Reconstruction and analysis of genome-scale metabolic model of a photosynthetic bacterium

Abstract

Background: Synechocystis sp. PCC6803 is a cyanobacterium considered as a candidate photo-biological production platform - an attractive cell factory capable of using CO2 and light as carbon and energy source, respectively. In order to enable efficient use of metabolic potential of Synechocystis sp. PCC6803, it is of importance to develop tools for uncovering stoichiometric and regulatory principles in the Synechocystis metabolic network. Results: We report the most comprehensive metabolic model of Synechocystis sp. PCC6803 available, iSyn669, which includes 882 reactions, associated with 669 genes, and 790 metabolites. The model includes a detailed biomass equation which encompasses elementary building blocks that are needed for cell growth, as well as a detailed stoichiometric representation of photosynthesis. We demonstrate applicability of iSyn669 for stoichiometric analysis by simulating three physiologically relevant growth conditions of Synechocystis sp. PCC6803, and through in silico metabolic engineering simulations that allowed identification of a set of gene knock-out candidates towards enhanced succinate production. Gene essentiality and hydrogen production potential have also been assessed.
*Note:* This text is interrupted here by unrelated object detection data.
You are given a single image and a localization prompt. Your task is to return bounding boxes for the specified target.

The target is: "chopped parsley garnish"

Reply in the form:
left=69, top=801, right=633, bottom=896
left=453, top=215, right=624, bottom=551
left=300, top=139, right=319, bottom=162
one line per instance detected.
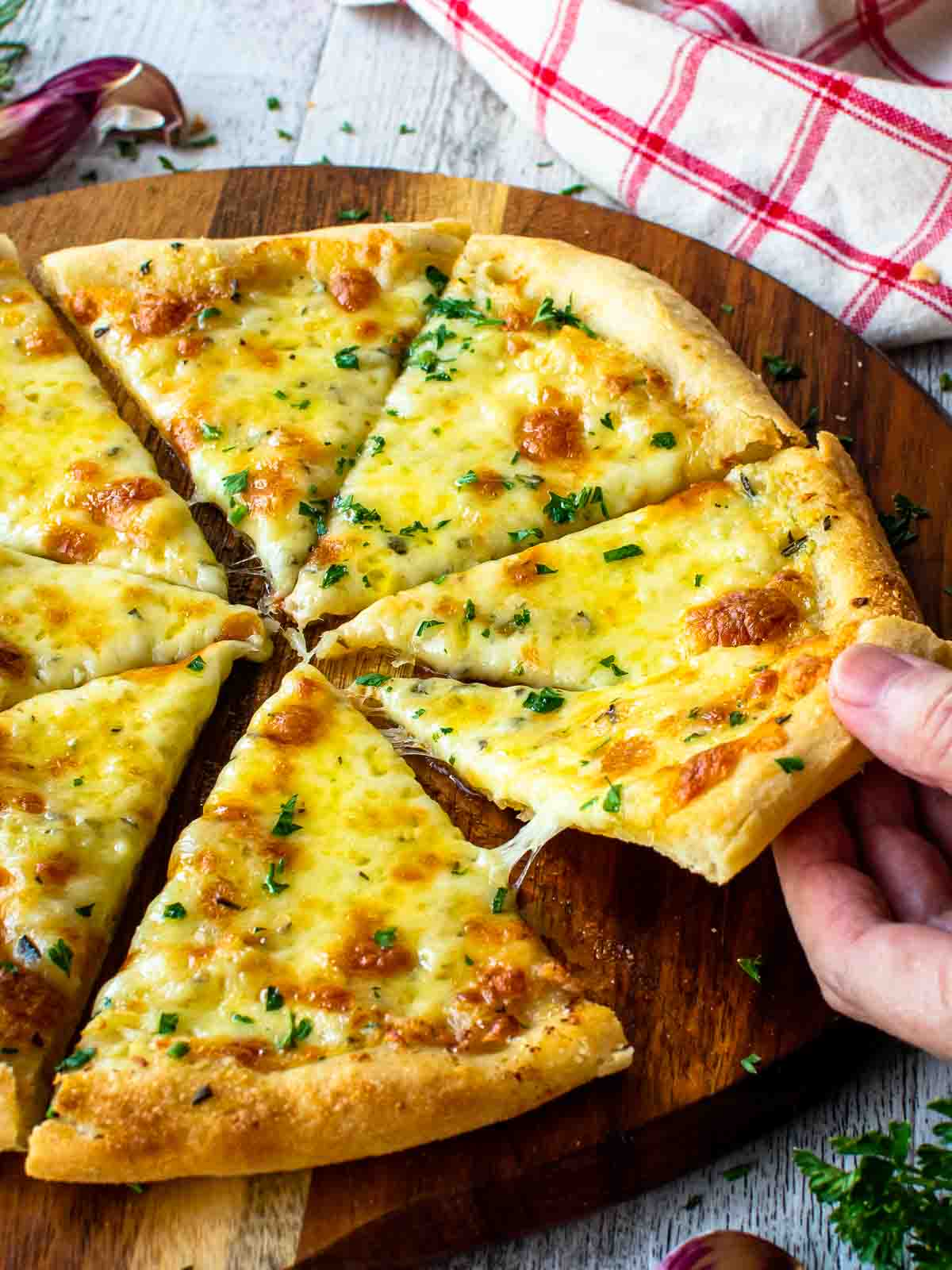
left=774, top=754, right=804, bottom=775
left=763, top=353, right=804, bottom=383
left=427, top=264, right=449, bottom=298
left=542, top=485, right=608, bottom=525
left=532, top=296, right=598, bottom=339
left=738, top=952, right=764, bottom=983
left=55, top=1049, right=95, bottom=1072
left=416, top=618, right=446, bottom=639
left=423, top=296, right=505, bottom=326
left=878, top=494, right=931, bottom=551
left=334, top=344, right=360, bottom=371
left=262, top=858, right=289, bottom=895
left=46, top=938, right=72, bottom=976
left=278, top=1010, right=313, bottom=1049
left=523, top=688, right=565, bottom=714
left=781, top=529, right=808, bottom=556
left=334, top=494, right=379, bottom=525
left=601, top=785, right=622, bottom=811
left=601, top=542, right=645, bottom=564
left=271, top=794, right=303, bottom=838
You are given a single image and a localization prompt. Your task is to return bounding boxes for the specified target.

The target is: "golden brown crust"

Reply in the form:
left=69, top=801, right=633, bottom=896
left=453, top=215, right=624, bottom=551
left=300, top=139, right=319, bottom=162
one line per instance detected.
left=27, top=1002, right=631, bottom=1183
left=463, top=233, right=806, bottom=468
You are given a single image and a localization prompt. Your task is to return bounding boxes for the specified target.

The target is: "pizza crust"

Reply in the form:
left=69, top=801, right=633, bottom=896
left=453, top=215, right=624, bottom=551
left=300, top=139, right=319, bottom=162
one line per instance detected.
left=27, top=1002, right=631, bottom=1183
left=461, top=233, right=806, bottom=470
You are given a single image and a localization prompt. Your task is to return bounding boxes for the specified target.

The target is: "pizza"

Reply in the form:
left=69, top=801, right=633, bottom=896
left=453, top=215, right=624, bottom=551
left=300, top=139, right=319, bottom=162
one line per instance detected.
left=0, top=548, right=271, bottom=710
left=0, top=235, right=227, bottom=595
left=0, top=640, right=254, bottom=1149
left=354, top=434, right=952, bottom=883
left=40, top=221, right=467, bottom=595
left=283, top=235, right=804, bottom=626
left=27, top=667, right=631, bottom=1183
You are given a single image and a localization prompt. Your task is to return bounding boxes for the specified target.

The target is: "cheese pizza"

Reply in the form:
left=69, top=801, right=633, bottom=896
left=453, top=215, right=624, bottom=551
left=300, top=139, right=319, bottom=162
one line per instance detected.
left=42, top=221, right=467, bottom=595
left=284, top=235, right=804, bottom=626
left=0, top=640, right=254, bottom=1151
left=0, top=548, right=271, bottom=710
left=355, top=434, right=952, bottom=883
left=27, top=667, right=631, bottom=1181
left=0, top=235, right=227, bottom=595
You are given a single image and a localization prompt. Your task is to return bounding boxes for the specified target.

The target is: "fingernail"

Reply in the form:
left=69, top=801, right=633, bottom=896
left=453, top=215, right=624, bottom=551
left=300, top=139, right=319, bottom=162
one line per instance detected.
left=830, top=644, right=919, bottom=710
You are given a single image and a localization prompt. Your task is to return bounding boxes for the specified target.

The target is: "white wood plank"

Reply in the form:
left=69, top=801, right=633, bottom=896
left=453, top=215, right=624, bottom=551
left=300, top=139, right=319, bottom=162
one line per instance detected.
left=0, top=0, right=952, bottom=1270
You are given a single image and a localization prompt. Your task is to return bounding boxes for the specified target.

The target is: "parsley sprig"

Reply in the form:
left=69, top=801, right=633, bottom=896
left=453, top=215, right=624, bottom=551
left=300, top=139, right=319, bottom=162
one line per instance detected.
left=793, top=1097, right=952, bottom=1270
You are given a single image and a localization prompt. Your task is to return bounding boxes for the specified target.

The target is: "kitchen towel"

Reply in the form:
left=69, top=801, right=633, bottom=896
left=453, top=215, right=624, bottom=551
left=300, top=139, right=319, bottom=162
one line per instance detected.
left=343, top=0, right=952, bottom=344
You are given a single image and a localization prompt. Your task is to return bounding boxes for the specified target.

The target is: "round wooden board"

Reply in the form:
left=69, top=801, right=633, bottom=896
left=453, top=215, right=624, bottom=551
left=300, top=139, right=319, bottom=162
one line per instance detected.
left=0, top=167, right=952, bottom=1270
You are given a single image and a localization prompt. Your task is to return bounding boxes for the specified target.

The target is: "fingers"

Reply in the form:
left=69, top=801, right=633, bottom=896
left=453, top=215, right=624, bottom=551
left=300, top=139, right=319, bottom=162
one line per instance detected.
left=773, top=799, right=952, bottom=1058
left=829, top=644, right=952, bottom=792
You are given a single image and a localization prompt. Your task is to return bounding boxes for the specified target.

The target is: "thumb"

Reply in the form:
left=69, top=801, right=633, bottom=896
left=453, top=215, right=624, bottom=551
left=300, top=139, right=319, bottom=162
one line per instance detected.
left=829, top=644, right=952, bottom=794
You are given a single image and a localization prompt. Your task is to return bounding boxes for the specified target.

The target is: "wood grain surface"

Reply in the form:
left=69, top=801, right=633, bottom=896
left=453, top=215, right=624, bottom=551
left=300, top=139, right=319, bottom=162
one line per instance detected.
left=0, top=167, right=952, bottom=1270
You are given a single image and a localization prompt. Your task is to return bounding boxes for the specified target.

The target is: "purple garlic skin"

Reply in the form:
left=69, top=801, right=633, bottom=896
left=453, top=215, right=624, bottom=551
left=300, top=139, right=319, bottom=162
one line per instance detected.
left=0, top=57, right=186, bottom=189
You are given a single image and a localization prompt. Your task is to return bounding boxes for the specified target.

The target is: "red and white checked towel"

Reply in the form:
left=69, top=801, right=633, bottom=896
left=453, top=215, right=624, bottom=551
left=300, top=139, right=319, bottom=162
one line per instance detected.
left=343, top=0, right=952, bottom=344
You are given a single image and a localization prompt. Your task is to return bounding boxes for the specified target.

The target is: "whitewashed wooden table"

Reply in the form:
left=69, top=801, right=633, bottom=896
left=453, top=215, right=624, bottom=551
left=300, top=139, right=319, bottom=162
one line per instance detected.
left=0, top=0, right=952, bottom=1270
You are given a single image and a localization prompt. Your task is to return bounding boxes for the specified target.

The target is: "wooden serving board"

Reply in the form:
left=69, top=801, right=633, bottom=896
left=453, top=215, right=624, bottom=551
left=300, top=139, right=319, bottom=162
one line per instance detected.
left=0, top=167, right=952, bottom=1270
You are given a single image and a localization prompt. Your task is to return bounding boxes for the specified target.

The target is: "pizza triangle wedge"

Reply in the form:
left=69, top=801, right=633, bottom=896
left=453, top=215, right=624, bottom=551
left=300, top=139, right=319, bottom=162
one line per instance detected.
left=284, top=235, right=804, bottom=626
left=40, top=221, right=468, bottom=595
left=0, top=640, right=251, bottom=1149
left=317, top=433, right=878, bottom=688
left=0, top=235, right=227, bottom=595
left=27, top=667, right=631, bottom=1183
left=359, top=618, right=952, bottom=883
left=0, top=548, right=271, bottom=710
left=354, top=434, right=952, bottom=883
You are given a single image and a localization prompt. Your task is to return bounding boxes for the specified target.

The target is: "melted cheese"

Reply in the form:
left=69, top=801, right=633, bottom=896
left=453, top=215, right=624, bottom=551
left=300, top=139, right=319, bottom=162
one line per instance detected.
left=0, top=240, right=227, bottom=595
left=317, top=459, right=817, bottom=688
left=0, top=548, right=271, bottom=709
left=47, top=227, right=470, bottom=595
left=284, top=241, right=726, bottom=626
left=0, top=641, right=245, bottom=1147
left=60, top=667, right=589, bottom=1080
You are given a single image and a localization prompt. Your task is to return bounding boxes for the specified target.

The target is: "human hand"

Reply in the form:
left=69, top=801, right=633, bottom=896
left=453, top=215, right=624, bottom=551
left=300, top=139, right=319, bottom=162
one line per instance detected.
left=773, top=644, right=952, bottom=1058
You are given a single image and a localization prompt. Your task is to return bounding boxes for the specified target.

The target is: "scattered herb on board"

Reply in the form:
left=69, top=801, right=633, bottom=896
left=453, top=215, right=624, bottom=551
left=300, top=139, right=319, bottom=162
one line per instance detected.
left=793, top=1097, right=952, bottom=1270
left=878, top=494, right=931, bottom=551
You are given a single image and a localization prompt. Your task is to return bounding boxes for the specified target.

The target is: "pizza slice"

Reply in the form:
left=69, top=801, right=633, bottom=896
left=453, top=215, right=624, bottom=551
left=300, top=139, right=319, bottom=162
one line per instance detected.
left=284, top=235, right=804, bottom=626
left=0, top=548, right=271, bottom=710
left=354, top=437, right=952, bottom=883
left=317, top=434, right=858, bottom=688
left=27, top=667, right=631, bottom=1183
left=0, top=640, right=257, bottom=1149
left=0, top=235, right=227, bottom=595
left=42, top=221, right=467, bottom=595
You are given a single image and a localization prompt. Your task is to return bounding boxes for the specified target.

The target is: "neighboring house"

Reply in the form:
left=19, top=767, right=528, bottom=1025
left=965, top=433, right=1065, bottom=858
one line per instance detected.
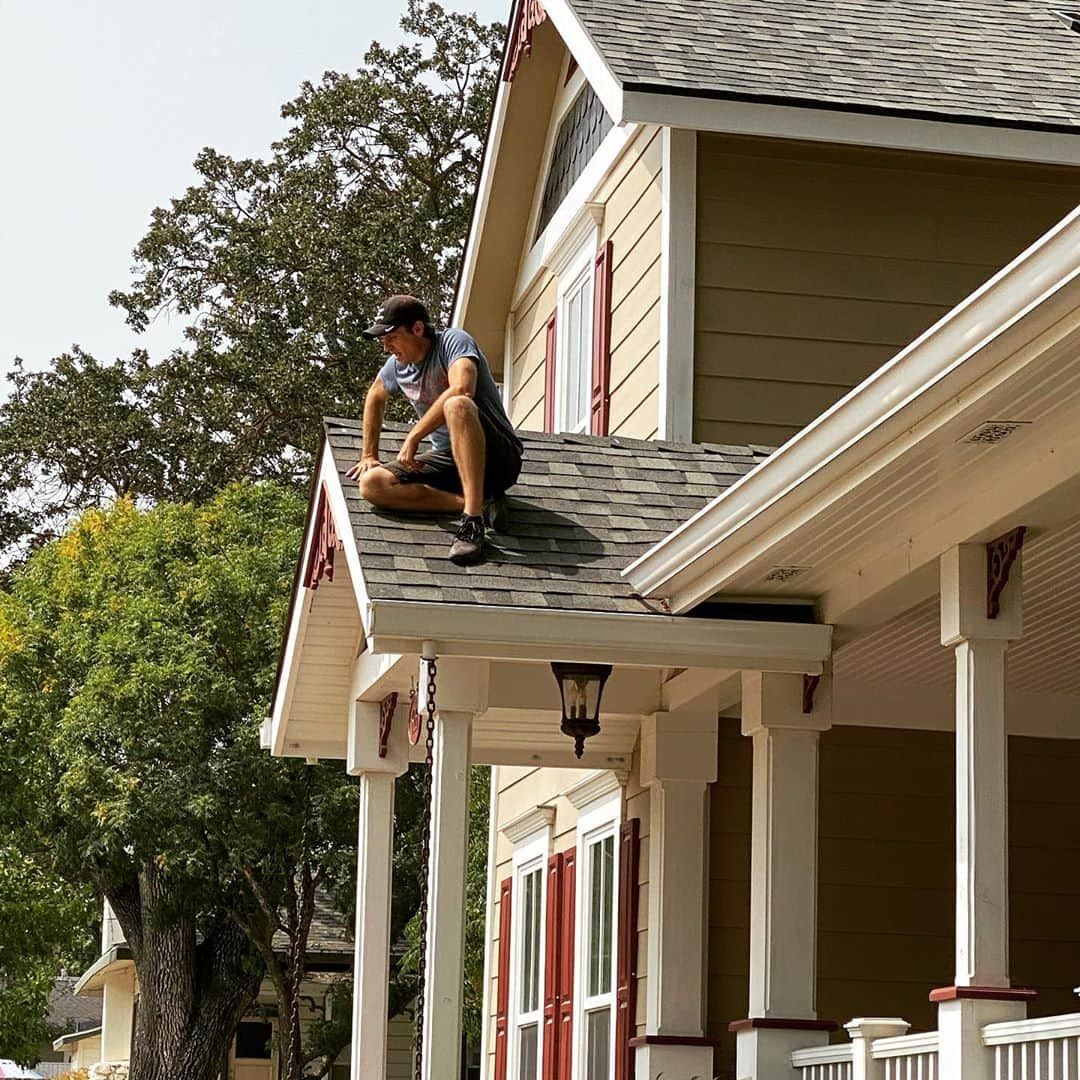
left=67, top=900, right=411, bottom=1080
left=266, top=0, right=1080, bottom=1080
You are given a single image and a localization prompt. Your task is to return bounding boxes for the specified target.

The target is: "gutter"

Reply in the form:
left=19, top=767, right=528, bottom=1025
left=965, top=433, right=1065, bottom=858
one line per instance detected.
left=366, top=599, right=833, bottom=675
left=623, top=207, right=1080, bottom=612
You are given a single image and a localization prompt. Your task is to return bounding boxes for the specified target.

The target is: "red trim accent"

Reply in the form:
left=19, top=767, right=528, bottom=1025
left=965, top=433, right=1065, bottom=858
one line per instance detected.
left=630, top=1035, right=720, bottom=1048
left=543, top=311, right=557, bottom=432
left=502, top=0, right=548, bottom=82
left=303, top=485, right=337, bottom=589
left=543, top=853, right=563, bottom=1080
left=590, top=240, right=612, bottom=435
left=615, top=818, right=642, bottom=1080
left=555, top=848, right=578, bottom=1080
left=728, top=1016, right=840, bottom=1034
left=495, top=878, right=514, bottom=1080
left=930, top=986, right=1038, bottom=1004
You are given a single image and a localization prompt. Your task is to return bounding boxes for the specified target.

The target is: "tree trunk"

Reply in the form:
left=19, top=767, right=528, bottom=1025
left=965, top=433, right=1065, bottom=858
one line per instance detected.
left=109, top=865, right=262, bottom=1080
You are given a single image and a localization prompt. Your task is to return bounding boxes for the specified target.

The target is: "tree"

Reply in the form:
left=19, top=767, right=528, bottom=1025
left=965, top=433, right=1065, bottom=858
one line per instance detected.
left=0, top=0, right=502, bottom=565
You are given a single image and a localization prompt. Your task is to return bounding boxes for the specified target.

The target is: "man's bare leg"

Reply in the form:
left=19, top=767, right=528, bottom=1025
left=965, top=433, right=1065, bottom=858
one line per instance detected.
left=444, top=394, right=487, bottom=517
left=360, top=467, right=464, bottom=514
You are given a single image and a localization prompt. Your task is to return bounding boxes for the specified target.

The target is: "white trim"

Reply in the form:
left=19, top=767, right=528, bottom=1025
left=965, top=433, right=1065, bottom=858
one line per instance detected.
left=480, top=765, right=499, bottom=1076
left=623, top=207, right=1080, bottom=611
left=450, top=69, right=513, bottom=326
left=658, top=127, right=698, bottom=443
left=570, top=786, right=622, bottom=1080
left=619, top=90, right=1080, bottom=165
left=533, top=0, right=622, bottom=124
left=563, top=769, right=622, bottom=810
left=367, top=596, right=833, bottom=675
left=499, top=804, right=555, bottom=843
left=510, top=124, right=644, bottom=310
Furthermore, iSyn669 was used as a transcriptomic data integration scaffold and thereby we found metabolic hot-spots around which gene regulation is dominant during light-shifting growth regimes. Conclusions: iSyn669 provides a platform for facilitating the development of cyanobacteria as microbial cell factories.

Publication
BMC Systems Biology, (4), 1, pp. 156, https://doi.org/10.1186/1752-0509-4-156
Arnau Montagud
Arnau Montagud
Researcher on Computational Systems Biology

My research interests include Boolean and multiscale modelling, data analyses and data integration.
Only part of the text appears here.